Counter-productive street art

Update: This post is factually inaccurate. As it turns out, Jeice2 did not wheatpaste this poster to the shutters. Instead, as I suggest in the article might be a kinder alternative, he actually taped it to the wall temporarily, took a photo and then removed the poster. If you look very closely at the edges of poster in the above photograph, you can see the tape. I am keeping this post up because the concern that street artists often do not respect graffiti is still generally valid, even if it is not valid in this example.

Sometimes I wonder why so many graffiti writers have such a negative view of street art. And then I see pieces like this by Jeice2 and remember at least one of their reasons: The lack of respect that young street artists often have for graffiti. This poster by Jeice2 is not bad. Clearly he’s spent some time on it. Okay, it’s not amazing or particularly unique, but it will probably look pretty cool in person while it is fresh.

There are two problems though:

  1. It’s a wheatpaste on a shutter. If that shutter opens regularly, the paper may rip and and look a lot worse very quickly while still taking up lots of space on the spot.
  2. Jeice2 seems to have gone over as many tags (and possibly throw-ups) as he possibly could.

What Jeice2 seems to have done is put up a piece over a bunch of other work without any consideration for those writers, and it’s a piece that will quickly look terrible. Since the primary audience for the pristine piece seems to be the internet, maybe Jeice2 should have just taped his poster to the shutter, taken a photo and then removed it, leaving the graffiti undamaged and visible.

It’s difficult to do a piece that large that isn’t going to cover at least one tag, but surely there was at least one more appropriate spot in all of Seville for this poster.

It’s mistakes like this one by Jeice2 that give street artists a bad name among graffiti writers.

I hope that next time Jeice2 will pick a more respectful spot for his work.

PS, Some people may wonder why I am pointing this out while I have (mostly) defending Banksy’s initial piece in the Banksy versus Robbo feud.
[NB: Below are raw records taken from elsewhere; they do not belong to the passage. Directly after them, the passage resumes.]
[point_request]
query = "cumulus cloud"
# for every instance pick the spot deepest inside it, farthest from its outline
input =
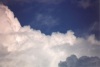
(26, 47)
(38, 1)
(45, 20)
(83, 61)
The difference that I see between Jeice2 and Banksy versus Robbo is that Banksy actually brought way more attention to Robbo’s piece, Banksy’s piece interacted with the graffiti already on site and Robbo’s piece was tagged over a lot already. But I imagine a lot of people don’t see that same distinction. That’s fair enough and only furthers my point that graffiti writers see street artists as often being disrespectful to graffiti.